You probably used the "Minimize metadata" option in Lightroom, because when I look at the EXIF data I don't see much. If you want to know how I look at the EXIF data, go here: http://regex.info/exif.cgi Without the EXIF data, just by looking at the little you provided in the description and by looking at the image itself, I'd say you did OK.
The color scheme is excellent. Only three main hues that work well together. Bravo! The lighting however could be better. Taking pictures at noon is usually not a good idea, unless you are using an infrared camera or heavy filtration. You can help this kind of light by using off-camera flash, but that is a separate discussion.
DOF is good, even though it is achieved by using f/1.4 which is not the sweet spot for the lens, which results in diminished image quality. (It's OK for a web image, but you cannot make a decent print with these settings, without heavy lifting with Photoshop)

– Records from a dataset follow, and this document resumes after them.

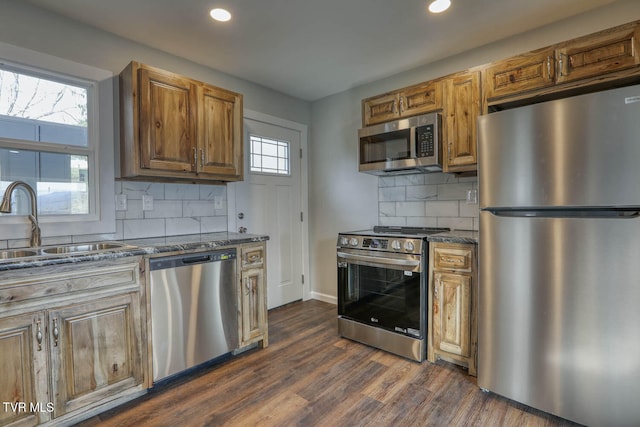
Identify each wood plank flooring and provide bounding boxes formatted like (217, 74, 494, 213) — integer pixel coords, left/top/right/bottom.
(76, 300, 580, 427)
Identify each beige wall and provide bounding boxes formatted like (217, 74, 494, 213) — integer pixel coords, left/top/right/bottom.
(308, 0, 640, 303)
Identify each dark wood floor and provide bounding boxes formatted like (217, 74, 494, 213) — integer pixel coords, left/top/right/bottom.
(77, 300, 580, 427)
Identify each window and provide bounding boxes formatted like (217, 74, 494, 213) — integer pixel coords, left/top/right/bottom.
(0, 43, 115, 240)
(0, 67, 92, 216)
(249, 135, 290, 175)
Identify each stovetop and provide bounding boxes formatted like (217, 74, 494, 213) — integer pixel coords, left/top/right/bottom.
(337, 226, 449, 254)
(340, 226, 449, 238)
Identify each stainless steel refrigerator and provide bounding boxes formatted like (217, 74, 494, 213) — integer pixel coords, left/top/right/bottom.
(478, 85, 640, 426)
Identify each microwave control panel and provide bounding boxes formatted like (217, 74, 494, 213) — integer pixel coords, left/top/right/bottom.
(415, 124, 434, 158)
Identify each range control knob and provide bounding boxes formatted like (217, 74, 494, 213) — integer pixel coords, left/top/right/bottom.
(391, 240, 402, 251)
(349, 237, 359, 247)
(404, 241, 415, 252)
(339, 236, 349, 246)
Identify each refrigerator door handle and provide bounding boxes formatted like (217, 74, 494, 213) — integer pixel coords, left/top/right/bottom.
(486, 209, 640, 219)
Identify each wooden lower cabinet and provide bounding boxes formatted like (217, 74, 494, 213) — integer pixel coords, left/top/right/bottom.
(0, 311, 49, 427)
(50, 293, 144, 417)
(428, 242, 477, 376)
(238, 243, 268, 348)
(0, 259, 146, 426)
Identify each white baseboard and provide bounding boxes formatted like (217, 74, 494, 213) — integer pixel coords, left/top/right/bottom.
(308, 291, 337, 305)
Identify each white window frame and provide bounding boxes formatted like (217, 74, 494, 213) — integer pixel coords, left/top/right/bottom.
(0, 42, 115, 242)
(249, 134, 292, 176)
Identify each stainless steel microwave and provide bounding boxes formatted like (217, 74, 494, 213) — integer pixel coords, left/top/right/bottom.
(358, 112, 442, 175)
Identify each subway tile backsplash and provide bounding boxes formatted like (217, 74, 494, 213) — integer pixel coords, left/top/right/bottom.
(116, 181, 228, 239)
(3, 181, 228, 248)
(378, 173, 479, 231)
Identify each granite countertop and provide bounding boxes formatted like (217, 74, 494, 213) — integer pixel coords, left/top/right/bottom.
(0, 232, 269, 272)
(427, 230, 478, 244)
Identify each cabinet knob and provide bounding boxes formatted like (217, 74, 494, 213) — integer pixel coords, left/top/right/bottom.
(155, 121, 161, 128)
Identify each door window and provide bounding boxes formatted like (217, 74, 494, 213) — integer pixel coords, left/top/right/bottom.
(249, 135, 290, 175)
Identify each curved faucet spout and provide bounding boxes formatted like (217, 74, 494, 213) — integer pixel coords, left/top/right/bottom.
(0, 181, 42, 247)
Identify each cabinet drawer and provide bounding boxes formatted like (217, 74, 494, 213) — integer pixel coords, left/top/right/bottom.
(241, 245, 264, 269)
(433, 246, 473, 272)
(0, 262, 140, 307)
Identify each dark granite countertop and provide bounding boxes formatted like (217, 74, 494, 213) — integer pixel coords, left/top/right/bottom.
(0, 232, 269, 272)
(124, 232, 269, 256)
(427, 230, 478, 244)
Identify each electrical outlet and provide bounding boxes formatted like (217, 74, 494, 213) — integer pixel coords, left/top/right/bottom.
(214, 196, 223, 210)
(466, 189, 478, 205)
(115, 194, 127, 211)
(142, 195, 154, 211)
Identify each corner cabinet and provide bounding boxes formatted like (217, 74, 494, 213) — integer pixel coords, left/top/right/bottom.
(0, 258, 147, 427)
(427, 242, 477, 376)
(120, 61, 243, 183)
(238, 243, 268, 348)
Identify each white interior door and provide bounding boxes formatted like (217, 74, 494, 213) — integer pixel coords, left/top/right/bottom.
(231, 116, 304, 309)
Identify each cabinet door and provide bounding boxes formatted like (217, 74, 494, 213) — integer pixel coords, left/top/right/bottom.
(556, 24, 640, 84)
(0, 312, 49, 427)
(399, 81, 442, 117)
(433, 272, 471, 358)
(138, 67, 198, 173)
(50, 293, 143, 417)
(484, 49, 555, 100)
(240, 268, 267, 345)
(362, 92, 400, 126)
(443, 71, 480, 171)
(199, 85, 243, 178)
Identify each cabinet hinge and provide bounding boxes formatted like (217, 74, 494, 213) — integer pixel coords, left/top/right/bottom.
(302, 274, 305, 284)
(300, 211, 303, 222)
(300, 148, 303, 159)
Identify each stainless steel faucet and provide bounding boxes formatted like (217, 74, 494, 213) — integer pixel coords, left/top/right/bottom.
(0, 181, 42, 247)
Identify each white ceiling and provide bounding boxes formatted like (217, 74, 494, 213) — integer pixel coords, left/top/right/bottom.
(25, 0, 615, 101)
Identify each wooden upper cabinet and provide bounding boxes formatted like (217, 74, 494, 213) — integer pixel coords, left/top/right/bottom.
(399, 81, 442, 118)
(362, 92, 400, 126)
(443, 71, 480, 172)
(362, 80, 442, 126)
(120, 61, 243, 182)
(199, 84, 243, 177)
(556, 23, 640, 84)
(139, 67, 197, 173)
(484, 48, 555, 100)
(485, 21, 640, 102)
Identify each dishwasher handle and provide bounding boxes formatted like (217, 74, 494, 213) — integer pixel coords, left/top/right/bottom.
(149, 248, 237, 271)
(181, 255, 212, 265)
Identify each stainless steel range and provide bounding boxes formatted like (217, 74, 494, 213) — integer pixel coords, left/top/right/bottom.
(337, 226, 448, 362)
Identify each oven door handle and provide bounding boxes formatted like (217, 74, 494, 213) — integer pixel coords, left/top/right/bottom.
(337, 251, 422, 271)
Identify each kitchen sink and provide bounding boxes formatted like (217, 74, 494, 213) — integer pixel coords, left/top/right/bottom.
(41, 242, 131, 254)
(0, 249, 39, 259)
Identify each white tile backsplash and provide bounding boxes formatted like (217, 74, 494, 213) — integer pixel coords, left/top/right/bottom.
(2, 181, 229, 247)
(378, 173, 479, 231)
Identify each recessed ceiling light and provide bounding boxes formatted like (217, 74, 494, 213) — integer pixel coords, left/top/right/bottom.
(210, 8, 231, 22)
(428, 0, 451, 13)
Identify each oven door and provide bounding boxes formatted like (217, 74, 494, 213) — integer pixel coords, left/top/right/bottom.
(337, 249, 424, 338)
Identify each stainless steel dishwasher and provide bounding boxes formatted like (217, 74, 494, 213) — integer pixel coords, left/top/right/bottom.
(149, 248, 238, 382)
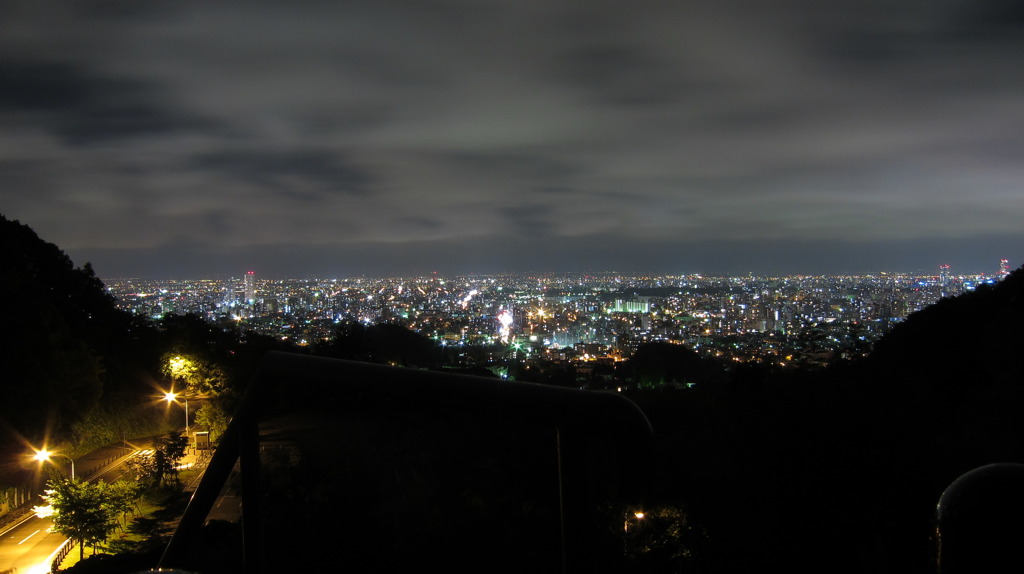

Greetings Kurt, This is a fun and uplifting image that makes me smile. To me it tells the story of a disoriented bird caught in a strange place.
How to improve your photo
The biggest improvement suggestion I can make is not specific to this image. It applies to all photographs. It's about the way a photographer looks at a scene and about the way we work the scene. Rather than asking the question "What's going on here?" a photographer sees that, but asks these questions: 1. Where is the light coming from? 2. What is the quality of the light? 3. How much light do I have to work with? The answers to these main questions, direct our choices in the photo-shoot. We work the scene to see if we can find a camera position that looks at a better light. No matter how appealing the scene, we should always remember that all we do is record light. So, my suggestion is to always pay attention to the light, even if we don't even have a camera with us.
If you are using your nifty-fifty f/1.4 as a walk about lens, you should expect that in certain situations you cannot zoom-in with your feet. A case in point is this image, in which the focal lengths is not big enough for a bird in flight. My suggestion is to keep using your 50mm prime lens and to stay away from zoom lenses for the time being, but to learn the limitations of what you can do with this lens. The value of using it is that you can start remembering things you did in the past and how they turned out. Using a zoom lens is much more convenient, but much less conducive to learning, because it's hard to remember past settings and practically impossible to repeat a setting.
I good way to improve your photography is to upload images to flickr and to google+ and to give and receive meaningful comments. May the good light be with you!